30. Chapter Tiga Puluh

44.8K 7K 156
                                    

Zein menatap takjub oleh-oleh yang berada di atas lantai. Beberapa pakaian merk ternama, makanan, souvenir dan masih banyak lagi.

"Banyak banget," gumam wanita itu lalu menoleh ke arah Aroon.

"Sedikit."

"Maksudnya?"

"Biasanya mamah kasih dua koper. Satu koper isi makanan, satu koper isi baju baru. Tapi, kenapa kali ini cuma satu?" ucap Aroon menerawang.

"Alhamdulilah, Zawji."

Aroon menoleh, tersenyum singkat, "Iya, Alhamdulilah."

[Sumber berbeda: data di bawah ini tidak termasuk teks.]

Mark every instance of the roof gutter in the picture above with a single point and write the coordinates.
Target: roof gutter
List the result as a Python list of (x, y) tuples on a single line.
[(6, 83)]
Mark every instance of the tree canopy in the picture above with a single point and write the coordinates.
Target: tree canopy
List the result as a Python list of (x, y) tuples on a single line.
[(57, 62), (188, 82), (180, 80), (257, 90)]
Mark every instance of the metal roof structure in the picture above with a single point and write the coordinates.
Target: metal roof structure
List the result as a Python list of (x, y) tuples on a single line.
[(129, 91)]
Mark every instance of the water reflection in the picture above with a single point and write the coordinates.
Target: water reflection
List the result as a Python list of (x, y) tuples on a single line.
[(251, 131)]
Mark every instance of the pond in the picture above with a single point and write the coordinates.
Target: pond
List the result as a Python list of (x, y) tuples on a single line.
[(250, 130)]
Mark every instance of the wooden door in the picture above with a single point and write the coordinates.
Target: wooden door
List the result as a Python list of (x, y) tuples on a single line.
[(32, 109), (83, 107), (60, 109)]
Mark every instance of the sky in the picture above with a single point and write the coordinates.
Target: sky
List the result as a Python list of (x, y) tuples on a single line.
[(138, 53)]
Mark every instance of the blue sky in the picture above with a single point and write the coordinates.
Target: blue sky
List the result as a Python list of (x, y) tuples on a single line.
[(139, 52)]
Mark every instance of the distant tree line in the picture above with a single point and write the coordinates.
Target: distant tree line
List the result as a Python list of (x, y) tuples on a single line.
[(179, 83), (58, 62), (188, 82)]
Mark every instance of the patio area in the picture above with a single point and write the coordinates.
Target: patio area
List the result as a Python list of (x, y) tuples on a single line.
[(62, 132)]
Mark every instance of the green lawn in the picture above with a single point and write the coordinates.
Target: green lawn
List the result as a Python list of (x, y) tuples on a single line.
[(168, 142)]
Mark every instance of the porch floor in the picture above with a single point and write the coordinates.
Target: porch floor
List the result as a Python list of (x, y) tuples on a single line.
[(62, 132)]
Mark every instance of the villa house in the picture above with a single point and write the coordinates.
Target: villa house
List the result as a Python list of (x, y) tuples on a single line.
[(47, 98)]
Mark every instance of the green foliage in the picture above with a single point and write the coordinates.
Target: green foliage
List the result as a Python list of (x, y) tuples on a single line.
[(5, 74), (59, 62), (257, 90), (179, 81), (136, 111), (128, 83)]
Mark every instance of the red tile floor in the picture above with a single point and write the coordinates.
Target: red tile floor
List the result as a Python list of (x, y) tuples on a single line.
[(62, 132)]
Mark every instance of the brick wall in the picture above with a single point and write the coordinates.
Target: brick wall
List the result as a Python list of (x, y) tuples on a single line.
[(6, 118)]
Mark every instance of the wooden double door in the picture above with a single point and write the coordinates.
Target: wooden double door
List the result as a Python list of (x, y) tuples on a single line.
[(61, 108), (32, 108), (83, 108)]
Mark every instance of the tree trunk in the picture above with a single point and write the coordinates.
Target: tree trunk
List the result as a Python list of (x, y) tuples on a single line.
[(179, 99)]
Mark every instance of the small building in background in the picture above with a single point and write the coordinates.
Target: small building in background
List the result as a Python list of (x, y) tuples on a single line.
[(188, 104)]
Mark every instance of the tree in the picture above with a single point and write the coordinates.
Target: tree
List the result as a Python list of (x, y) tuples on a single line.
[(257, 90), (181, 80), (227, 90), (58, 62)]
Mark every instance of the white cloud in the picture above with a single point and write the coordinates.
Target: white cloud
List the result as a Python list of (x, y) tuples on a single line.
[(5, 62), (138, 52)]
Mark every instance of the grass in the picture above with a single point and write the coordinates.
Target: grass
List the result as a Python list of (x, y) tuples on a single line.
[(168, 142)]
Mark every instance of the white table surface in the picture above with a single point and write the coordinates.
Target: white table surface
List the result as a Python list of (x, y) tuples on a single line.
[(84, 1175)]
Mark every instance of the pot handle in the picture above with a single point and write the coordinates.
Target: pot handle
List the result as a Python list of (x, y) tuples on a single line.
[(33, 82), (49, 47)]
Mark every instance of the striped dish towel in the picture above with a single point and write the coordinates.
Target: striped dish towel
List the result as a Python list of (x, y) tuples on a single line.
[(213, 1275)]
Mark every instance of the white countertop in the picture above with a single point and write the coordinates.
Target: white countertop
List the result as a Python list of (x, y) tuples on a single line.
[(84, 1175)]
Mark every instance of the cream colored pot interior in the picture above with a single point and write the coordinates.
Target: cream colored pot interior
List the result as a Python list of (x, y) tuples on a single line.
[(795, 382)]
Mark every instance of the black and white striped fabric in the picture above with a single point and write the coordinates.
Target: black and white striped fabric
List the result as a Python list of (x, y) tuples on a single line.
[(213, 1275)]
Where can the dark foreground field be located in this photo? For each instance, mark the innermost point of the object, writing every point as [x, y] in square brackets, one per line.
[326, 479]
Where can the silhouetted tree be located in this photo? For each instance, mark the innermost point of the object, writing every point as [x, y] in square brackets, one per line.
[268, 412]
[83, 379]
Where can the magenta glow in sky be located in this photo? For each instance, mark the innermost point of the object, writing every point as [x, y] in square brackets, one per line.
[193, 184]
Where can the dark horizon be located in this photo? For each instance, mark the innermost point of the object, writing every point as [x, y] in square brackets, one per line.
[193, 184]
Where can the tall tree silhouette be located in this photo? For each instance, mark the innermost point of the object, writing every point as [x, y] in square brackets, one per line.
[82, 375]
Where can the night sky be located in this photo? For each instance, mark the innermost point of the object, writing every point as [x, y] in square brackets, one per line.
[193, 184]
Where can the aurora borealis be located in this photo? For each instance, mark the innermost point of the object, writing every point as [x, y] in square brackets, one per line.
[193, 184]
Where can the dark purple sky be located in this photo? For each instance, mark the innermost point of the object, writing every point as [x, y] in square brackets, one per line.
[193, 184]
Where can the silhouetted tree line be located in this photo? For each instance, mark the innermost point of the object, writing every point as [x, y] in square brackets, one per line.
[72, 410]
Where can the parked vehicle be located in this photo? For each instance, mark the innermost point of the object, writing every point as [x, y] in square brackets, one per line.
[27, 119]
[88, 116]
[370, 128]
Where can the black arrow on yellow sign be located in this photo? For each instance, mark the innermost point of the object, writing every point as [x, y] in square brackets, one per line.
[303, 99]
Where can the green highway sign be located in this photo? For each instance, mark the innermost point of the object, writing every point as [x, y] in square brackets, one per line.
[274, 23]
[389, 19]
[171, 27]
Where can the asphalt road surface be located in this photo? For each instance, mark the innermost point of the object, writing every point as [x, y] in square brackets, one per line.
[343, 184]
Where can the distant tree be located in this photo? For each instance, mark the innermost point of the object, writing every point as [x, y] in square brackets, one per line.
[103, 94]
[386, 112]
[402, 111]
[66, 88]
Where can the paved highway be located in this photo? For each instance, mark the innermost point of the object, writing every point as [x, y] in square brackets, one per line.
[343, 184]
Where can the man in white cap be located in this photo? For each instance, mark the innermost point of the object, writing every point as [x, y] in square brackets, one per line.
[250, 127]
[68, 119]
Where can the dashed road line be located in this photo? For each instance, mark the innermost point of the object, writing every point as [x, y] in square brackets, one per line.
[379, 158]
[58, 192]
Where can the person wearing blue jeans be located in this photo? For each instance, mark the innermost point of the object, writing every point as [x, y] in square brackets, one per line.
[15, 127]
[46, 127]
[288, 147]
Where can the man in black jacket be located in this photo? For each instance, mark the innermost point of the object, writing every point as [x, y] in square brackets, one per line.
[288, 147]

Pria berambut pirang itu memicingkan mata ketika melihat sesuatu di antara baju-baju tadi. Matanya seketika membola lalu dengan segera mengambil benda tersebut, membuat Zein terkejut.

"Kenapa?"

"Enggak," jawab Aroon menggeleng. Pria itu menyembunyikan benda tadi di belakang tubuhnya.

"Itu apa?" tanya Zein penasaran.

"Bukan apa-apa."

"Mau lihat," ujar Zein lalu mendekat.

Aroon menggeleng, masih dalam keadaan duduk. Pria itu kemudian memundurkan tubuh.

"Lihat."

"Nggak."

"Kenapa? Cuma mau lihat sebentar," tanya Zein penasaran.

"Nggak boleh."

"Lihat nggak?"

Zein tidak bisa menyeimbangkan tubuhnya, wanita itu jatuh di atas tubuh Aroon yang kini terlentang di lantai. Membuat keduanya mematung untuk beberapa saat.

"Mau lihat," keukeh Zein.

Aroon menggeleng, semakin mempererat pegangan pada benda di belakang tubuhnya.

"Lihat sebentar."

Tangan Zein merambat, merebut paksa benda yang ada di belakang tubuh Aroon. Zein kembali mengubah posisinya menjadi duduk setelah berhasil merebut benda tadi.

Mengangkat benda di tangannya tinggi, dengan kening mengkerut. Kolor bergambar Dora.

"Punya siapa?"

Aroon menggeleng, "Nggak tau," ucapnya mengalihkan pandanganya.

"Punya kamu?"

"Nggaklah, itu kan masih baru. Mana mungkin punya aku."

"Oleh-oleh buat kamu, mungkin."

"Yakali."

"Terus, masak buat aku," ujar Zein tidak percaya.

"AROON, KOLOR YANG GAMBAR DORA ADA DI KOPER PALING BAWAH."

Mampus, kenapa Mamahnya justru berteriak seperti itu?

"Ha, ah iya Mah, makasih," sahut Aroon dari dalam kamar.

Pria itu menatap Zein yang kali ini tidak ber-ekspresi. Malu, definisi yang dapat menggambarkan Aroon kali ini.

"Punya kamu kan? Kenapa nggak bilang?"

"Kenapa emang?"

"Ya nggak apa-apa," jawab Zein seadanya.

Tangan Zein dengan lihai lalu melipat kolor bergambar Dora itu.

"Ilfil nggak?" tanya Aroon hati-hati.

"Kenapa harus ilfil?"

"Ya, ya nggak tau. Udah, aku mau mandi."

"Tunggu."

Aroon menghentikan langkah ketika Zein memanggilnya. Pria itu menoleh, menunggu ucapan yang akan keluar dari mulut istrinya.

"Kolor Doranya ketinggalan."

Sumpah demi apapun, Aroon sangat malu kali ini. Apalagi melihat ekspresi Zein yang berusaha mati-matian untuk tidak menyemburkan tawa.

Berjalan tergesa, Aroon mengambil kolor tadi lalu masuk ke kamar mandi.